The frustrated Ducks try to avoid their longest shutout streak in team history and worst start to a season in 12 years Sunday night against the visiting Minnesota Wild.

Anaheim (0-3-1) finished with the most points in the Western Conference last season before losing to Chicago in seven games in the conference finals.

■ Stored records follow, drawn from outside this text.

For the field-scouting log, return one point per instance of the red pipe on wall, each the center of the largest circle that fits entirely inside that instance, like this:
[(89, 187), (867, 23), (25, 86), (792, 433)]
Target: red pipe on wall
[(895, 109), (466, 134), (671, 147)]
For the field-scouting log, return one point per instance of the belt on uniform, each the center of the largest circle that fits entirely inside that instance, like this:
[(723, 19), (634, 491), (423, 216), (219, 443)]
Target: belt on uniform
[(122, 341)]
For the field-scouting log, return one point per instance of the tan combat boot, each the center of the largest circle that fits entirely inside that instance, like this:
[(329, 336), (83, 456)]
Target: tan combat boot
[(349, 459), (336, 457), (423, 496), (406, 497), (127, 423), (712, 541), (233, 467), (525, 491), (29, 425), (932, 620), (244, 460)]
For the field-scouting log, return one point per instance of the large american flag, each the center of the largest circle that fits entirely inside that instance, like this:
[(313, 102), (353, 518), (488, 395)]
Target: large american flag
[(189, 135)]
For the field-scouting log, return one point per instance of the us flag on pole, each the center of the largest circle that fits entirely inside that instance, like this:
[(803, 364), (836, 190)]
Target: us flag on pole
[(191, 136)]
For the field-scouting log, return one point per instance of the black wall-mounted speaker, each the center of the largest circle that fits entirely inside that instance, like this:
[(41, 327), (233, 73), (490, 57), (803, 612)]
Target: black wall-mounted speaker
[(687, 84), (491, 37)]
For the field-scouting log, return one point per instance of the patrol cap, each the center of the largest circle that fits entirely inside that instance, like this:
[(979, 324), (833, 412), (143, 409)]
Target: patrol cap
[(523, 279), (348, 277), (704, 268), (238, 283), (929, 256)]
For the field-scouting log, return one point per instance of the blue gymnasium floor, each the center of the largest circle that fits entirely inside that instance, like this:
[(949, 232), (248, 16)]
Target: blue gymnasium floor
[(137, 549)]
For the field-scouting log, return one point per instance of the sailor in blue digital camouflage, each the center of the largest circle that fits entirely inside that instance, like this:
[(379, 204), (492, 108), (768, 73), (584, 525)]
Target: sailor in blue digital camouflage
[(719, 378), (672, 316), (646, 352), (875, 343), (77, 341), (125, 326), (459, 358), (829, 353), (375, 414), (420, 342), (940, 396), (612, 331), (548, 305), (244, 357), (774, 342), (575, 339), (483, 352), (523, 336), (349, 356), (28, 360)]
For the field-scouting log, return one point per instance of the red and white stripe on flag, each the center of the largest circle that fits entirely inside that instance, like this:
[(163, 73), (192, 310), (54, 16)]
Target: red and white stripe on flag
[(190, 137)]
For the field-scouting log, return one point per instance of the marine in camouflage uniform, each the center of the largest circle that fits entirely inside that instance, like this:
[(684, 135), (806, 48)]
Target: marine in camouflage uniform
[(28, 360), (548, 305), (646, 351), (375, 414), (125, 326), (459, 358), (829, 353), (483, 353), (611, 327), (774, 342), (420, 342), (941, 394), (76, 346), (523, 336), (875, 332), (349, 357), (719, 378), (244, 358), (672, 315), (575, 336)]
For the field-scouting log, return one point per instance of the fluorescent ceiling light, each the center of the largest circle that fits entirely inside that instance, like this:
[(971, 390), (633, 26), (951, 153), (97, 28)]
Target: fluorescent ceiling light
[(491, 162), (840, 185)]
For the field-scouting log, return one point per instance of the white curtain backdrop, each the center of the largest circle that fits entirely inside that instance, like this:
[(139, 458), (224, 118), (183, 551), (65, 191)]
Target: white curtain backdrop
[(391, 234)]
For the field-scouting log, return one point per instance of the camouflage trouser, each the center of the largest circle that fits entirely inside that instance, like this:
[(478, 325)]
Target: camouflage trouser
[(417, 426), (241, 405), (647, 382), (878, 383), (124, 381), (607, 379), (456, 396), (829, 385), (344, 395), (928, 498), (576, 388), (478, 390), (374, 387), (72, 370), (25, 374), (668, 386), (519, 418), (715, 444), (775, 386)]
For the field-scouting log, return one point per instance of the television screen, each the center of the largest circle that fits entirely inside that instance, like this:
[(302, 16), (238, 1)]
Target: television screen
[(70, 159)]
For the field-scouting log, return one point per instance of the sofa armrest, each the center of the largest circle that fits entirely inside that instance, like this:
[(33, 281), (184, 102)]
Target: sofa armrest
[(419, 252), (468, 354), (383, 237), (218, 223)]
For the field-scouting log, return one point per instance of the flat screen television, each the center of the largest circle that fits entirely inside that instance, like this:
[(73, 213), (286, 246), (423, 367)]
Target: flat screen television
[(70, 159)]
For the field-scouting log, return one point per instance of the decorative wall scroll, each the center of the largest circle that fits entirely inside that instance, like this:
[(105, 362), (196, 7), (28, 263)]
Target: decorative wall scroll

That was reason enough for the Ducks to enter 2015-16 as a favorite to lift the Cup for the first time since 2007.

Instead, they've been outscored 10-1 and are staring at their worst start since losing the first five games of 2003-04. Defenseman Sami Vatanen got the only tally early in the second period of a 2-1 shootout loss to Vancouver on Monday, and Anaheim has come up empty on 91 shots over 163 minutes, 4 seconds since.

The team record of 200:26 was set as an expansion team in 1993-94, and the home mark is 177:02 in 2000-01.

The Ducks had a 35-25 shot edge Friday but still fell 3-0 to Colorado.

"From fans to players, there is no one in this organization that is happy right now," coach Bruce Boudreau said. "But I did see signs of pulling out of it. I firmly believe if we get one goal, we'll get three or four, but right now it's just such a struggle to score. I've never seen it in my time coaching, and I can't remember it when I was playing, going four games without a forward scoring. It's happening all at once."

Carl Hagelin, Jakob Silfverberg and Ryan Getzlaf have combined for 40 shots and a minus-11 rating. Hagelin didn't have a point through his first five games last season with the New York Rangers, while Silfverberg went 16 games without a goal.

Getzlaf, however, hasn't started a season with such a scoring lull since the first six games of 2011-12, when he finished with a career-low 11 goals.

"It's something that we haven't really gone through pretty much since I've been here, and it's tough," said Corey Perry, who led the Ducks with 33 goals last season and had never been held scoreless in a season's first four games. "It's going to break, and when it does, it's going to feel good."

Anaheim is averaging 2.7 goals while winning nine of its last 10 matchups with Minnesota, including four of five at Honda Center.

While the Ducks are concluding a four-game homestand, the Wild (3-0-1) enter the finale of their three-game trip with three points from the first two contests.

Minnesota is looking to bounce back from Friday's 2-1 overtime defeat at previously winless Los Angeles. Coach Mike Yeo was pleased with the Wild outshooting the Kings 12-5 in the third period and overtime after being outshot 32-14 through two periods.

"That's the thing that pleases me the most," Yeo told the team's official website. "We saw it as coaches, we saw it for sure: The guys were feeling it, and that's the mental toughness that I appreciate right there.

"We didn't accept being tired in that situation. We dug in, we got to our game in the third period, and earned a huge point."

Devan Dubnyk should be back in net after backup Darcy Kuemper made 35 saves in his season debut Friday. Dubnyk is 1-3-1 with a 2.19 goals-against average in his last five meetings with Anaheim.

Zach Parise has at least one point in each of the first four games, totaling five goals and two assists. The left wing has five goals and three assists in his last six games against the Ducks.